Nuance's main conference room, courtesy of Nuance.
Nuance’s main conference room in the Exchange Building. (Photo via Nuance.)

Nuance Communications, the Burlington, Mass.-based speech recognition and natural language technology company, is bringing its Seattle teams together into a unified regional base. Previously, half of the company’s 250 employees in the city worked at 505 1st St., but now everyone will work in the Exchange Building, at 821 2nd Ave., where the other half of Nuance’s Seattle employees have been working already for several years.

“We are excited to be moving in with our colleagues,” said senior director of engineering David Kay, who heads Nuance’s keyboard innovation team and is among the Nuance employees moving to the Exchange Building. He called it a “sensible move to bring us all under one roof.”

Nuance is also the owner of Swype, maker of touchscreen keypads that allow users to swipe a finger across letters to spell words rather than typing out each letter individually. (Nuance acquired the Seattle startup in 2011.) Swype’s employees are part of Nuance’s keyboard innovation team, which is moving. Coming with them are Nuance’s connected car team, Nuance’s customer care innovations teams, and researchers from its language modeling division. They will be joining colleagues in the Exchange Building who work in Nuance’s enterprise division, concentrating on customer engagement and communications.

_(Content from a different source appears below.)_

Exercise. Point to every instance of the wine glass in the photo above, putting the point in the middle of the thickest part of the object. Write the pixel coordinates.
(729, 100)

The Nuance cafeteria and co-working desks, showing exposed beams of the Exchange Building.
The Nuance cafeteria and co-working desks. (Photo via Nuance.)

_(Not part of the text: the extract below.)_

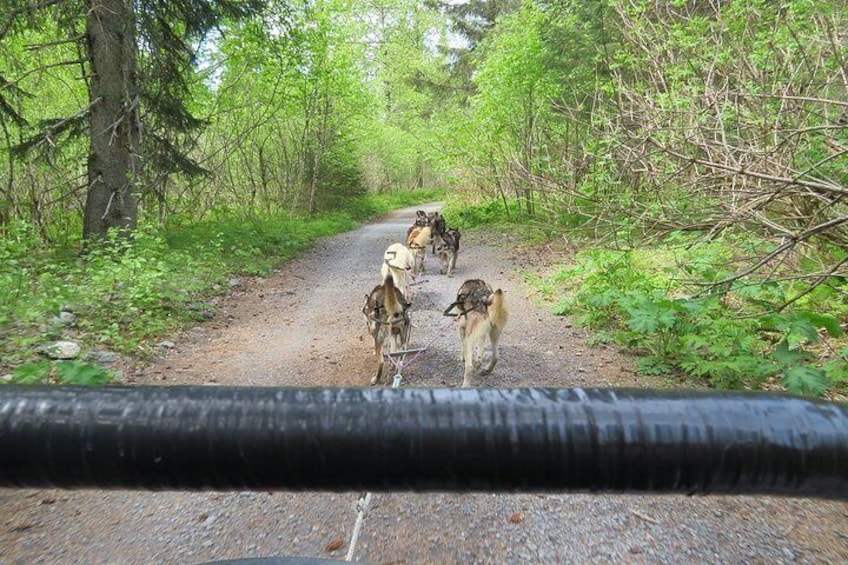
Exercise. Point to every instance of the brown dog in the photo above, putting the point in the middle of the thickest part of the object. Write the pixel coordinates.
(417, 243)
(387, 317)
(482, 313)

“We’ve also had an open-space philosophy for a long time,” Kay said. “The Exchange Building is a space that has that open feel. You can see some of the structure of the building, some of the beams. On the entrance floor…there’s a large town hall that will fit all the employees together, which is perfect for company-wide meetings.”

Sprinkled among Nuance’s Exchange Building offices are collaborative work spaces where employees can meet, discuss, and work together, Kay said. There is also a special innovation think space that Nuance calls the “Think Tank,” where it sends people to foster creative thinking, another plus for the move, Kay said.

Beyond the potential for more collaboration across the company’s different divisions, Kay is also excited about the move because it puts Nuance in a more central downtown location.

Nuance already had two floors in the Exchange Building and it has acquired two more floors to accommodate the teams that are moving, according to Kay. This additional space leaves room for growth, since Nuance plans to hire in the coming year, he said, though he declined to specify numbers or the particular teams that Nuance is looking to expand.